The installation that these appropriated quotes derive from, "So Help Me Hannah--100 Quotes," is a dizzying matter. The statements range from Hitler ("Success is the sole earthly judge of right and wrong"), to Susan Sontag ("An Object Worthy of Contemplation is one which, in effect, annihilates the perceiving subject"). These and 98 others appear typed on individual index cards, making an overwhelming square on the wall. They are a backdrop for artist and viewer alike to bounce questions of identity, and purpose around on, offering a staggering spectacle of range. On the opposite wall from this academic monument, is portrait of the artist with her mother, selma butter (from the "So Help Me Hannah" series), a silencing image of mother--scarred and cancer-ridden, and daughter--angelic and youthful, side by side. The fateful nature of the piece, and its remote fusion of the doleful and the divine are immediately felt in the belly.
In through the large glass, the commanding performance of a striptease behind Marcel Duchamp's large glass: the bride stripped bare by her bachelors, even, Wilke performs calculated mannequin photo shoot movements. She sports a dauntless pout, and plays on chic, as she sheds a man's suit, but leaves the fedora on (á la "So Help Me Hannah" heels). suit suite, eight photographs of the suit worn in through the large glass display the suit on a hanger, or having returned from the drycleaner. Again, in i object: memoirs of a sugar giver, Wilke is confrontationally sensual, draped over a rocky terrain with clothes strewn about. She has either taken her clothes off, or is posing with the clothes as items meant to be taken off. through the large glass, in this exhibition, is the unlikely roommate of the later sculptural work why not sneeze, a small animal cage filled to the brim with pill vials, and syringes prescribed to Hannah Wilke in her last days before succumbing to cancer.
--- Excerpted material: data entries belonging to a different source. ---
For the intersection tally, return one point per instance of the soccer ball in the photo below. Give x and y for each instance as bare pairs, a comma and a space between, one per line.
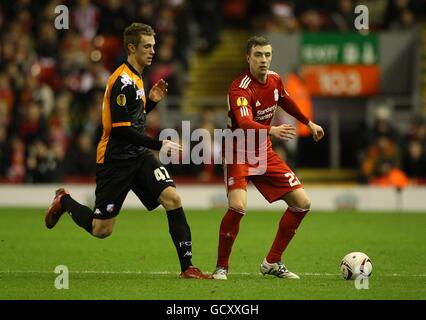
355, 264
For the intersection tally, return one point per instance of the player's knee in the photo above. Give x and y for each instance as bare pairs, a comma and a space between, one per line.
172, 201
102, 232
237, 206
304, 203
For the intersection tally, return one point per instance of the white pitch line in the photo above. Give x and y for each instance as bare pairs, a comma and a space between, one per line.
170, 272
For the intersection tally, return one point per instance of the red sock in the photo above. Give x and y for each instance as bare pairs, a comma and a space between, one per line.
228, 232
289, 223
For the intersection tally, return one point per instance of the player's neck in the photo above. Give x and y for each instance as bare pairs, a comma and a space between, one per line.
135, 64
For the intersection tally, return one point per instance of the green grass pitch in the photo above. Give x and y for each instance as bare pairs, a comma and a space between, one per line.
138, 261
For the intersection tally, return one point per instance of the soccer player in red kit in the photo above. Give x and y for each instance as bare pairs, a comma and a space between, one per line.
253, 98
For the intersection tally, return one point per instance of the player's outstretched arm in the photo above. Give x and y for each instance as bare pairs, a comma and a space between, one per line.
284, 132
170, 147
316, 130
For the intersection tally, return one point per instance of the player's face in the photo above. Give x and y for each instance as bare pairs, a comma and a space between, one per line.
145, 51
259, 60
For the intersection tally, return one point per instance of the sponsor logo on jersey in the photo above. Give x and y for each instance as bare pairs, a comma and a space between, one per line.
245, 82
242, 102
231, 181
125, 80
121, 100
140, 93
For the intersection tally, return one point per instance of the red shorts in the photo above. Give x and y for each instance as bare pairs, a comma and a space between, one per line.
273, 184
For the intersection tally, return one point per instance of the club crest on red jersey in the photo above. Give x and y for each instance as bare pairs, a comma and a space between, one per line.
276, 95
242, 102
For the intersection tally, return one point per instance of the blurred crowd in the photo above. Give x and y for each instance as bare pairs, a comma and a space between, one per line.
52, 81
392, 158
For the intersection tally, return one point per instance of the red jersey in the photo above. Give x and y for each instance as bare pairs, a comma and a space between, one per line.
251, 104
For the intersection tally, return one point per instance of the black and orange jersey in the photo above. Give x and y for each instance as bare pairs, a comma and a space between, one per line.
123, 106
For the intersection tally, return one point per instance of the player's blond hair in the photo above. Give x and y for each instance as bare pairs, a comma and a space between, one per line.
256, 41
133, 33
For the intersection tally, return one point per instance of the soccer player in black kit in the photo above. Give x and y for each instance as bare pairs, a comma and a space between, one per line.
124, 161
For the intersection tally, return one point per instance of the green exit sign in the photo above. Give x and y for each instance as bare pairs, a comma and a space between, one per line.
339, 48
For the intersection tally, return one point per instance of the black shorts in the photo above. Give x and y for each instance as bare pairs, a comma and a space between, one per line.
145, 176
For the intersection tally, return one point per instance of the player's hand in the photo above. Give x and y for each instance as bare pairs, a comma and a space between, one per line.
158, 90
169, 147
316, 130
284, 132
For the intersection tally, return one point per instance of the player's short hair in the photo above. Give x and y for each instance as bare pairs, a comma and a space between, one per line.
133, 33
256, 41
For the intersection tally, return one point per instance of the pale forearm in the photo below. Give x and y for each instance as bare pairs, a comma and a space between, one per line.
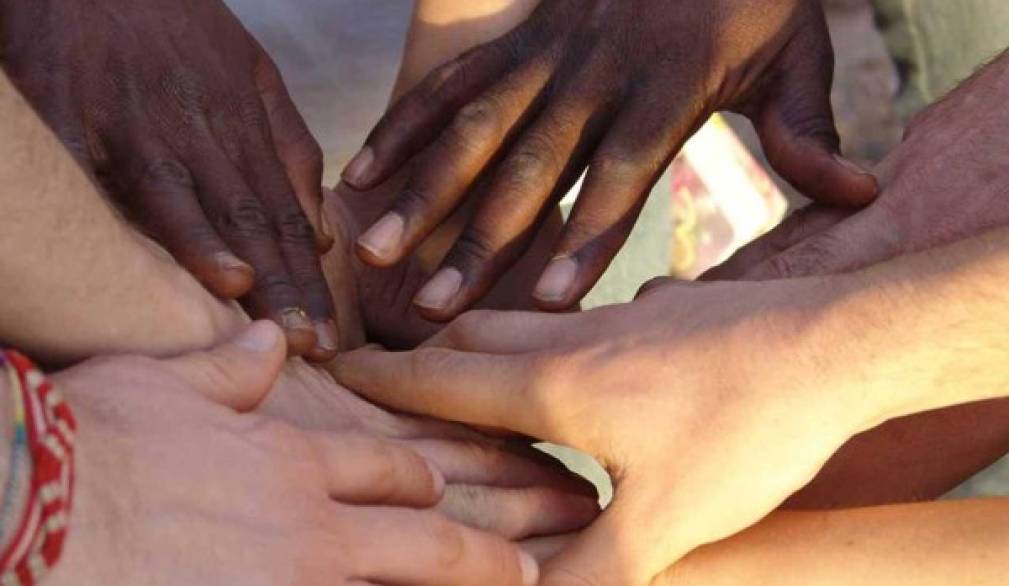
921, 332
75, 280
922, 545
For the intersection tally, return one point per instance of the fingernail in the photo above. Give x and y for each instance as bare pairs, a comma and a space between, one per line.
328, 339
557, 279
850, 165
440, 290
437, 478
383, 237
530, 569
260, 337
358, 168
295, 319
228, 261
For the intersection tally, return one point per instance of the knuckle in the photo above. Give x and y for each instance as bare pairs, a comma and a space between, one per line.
475, 127
251, 114
160, 171
473, 247
450, 541
295, 228
415, 200
618, 166
244, 215
530, 167
463, 331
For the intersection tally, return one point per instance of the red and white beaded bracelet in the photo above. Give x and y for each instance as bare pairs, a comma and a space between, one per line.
50, 427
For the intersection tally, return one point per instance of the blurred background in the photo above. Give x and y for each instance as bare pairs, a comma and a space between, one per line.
340, 59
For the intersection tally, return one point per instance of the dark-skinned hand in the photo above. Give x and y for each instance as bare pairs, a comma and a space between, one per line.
612, 86
179, 111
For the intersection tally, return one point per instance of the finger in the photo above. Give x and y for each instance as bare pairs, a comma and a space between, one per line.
480, 463
518, 513
164, 203
51, 96
862, 240
450, 167
159, 195
495, 391
796, 128
623, 171
420, 116
243, 222
297, 243
545, 162
366, 470
620, 548
802, 224
296, 146
493, 332
545, 548
237, 373
425, 549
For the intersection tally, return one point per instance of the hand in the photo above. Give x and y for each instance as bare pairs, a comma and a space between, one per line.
376, 302
681, 394
178, 109
174, 490
503, 486
617, 88
946, 182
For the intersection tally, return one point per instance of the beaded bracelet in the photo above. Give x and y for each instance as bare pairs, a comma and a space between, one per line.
49, 430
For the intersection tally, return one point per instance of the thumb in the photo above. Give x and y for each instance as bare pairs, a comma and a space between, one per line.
237, 373
797, 131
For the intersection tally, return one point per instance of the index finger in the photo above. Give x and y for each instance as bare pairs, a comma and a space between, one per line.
481, 389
This exhibition ran the gamut of vulnerability and invincibility. It is the work that foreshadows the documentation of death, but doesn't quite go there, as portraits of mortality pepper the deconstruction of woman as object and idol. I felt stared-down as Wilke uses her gaze like she uses her gun, though clearly, her strength far exceeds her defiance. Wilke exposes audacity and confrontation to be the true allies of tenderness, and I wondered if Lucy Lippard ("Hannah Wilke, a glamour girl in her own right . . . is considered a little too good to be true when she flaunts her body in parody of the role she actually plays in real life . . ."), ever felt burnt.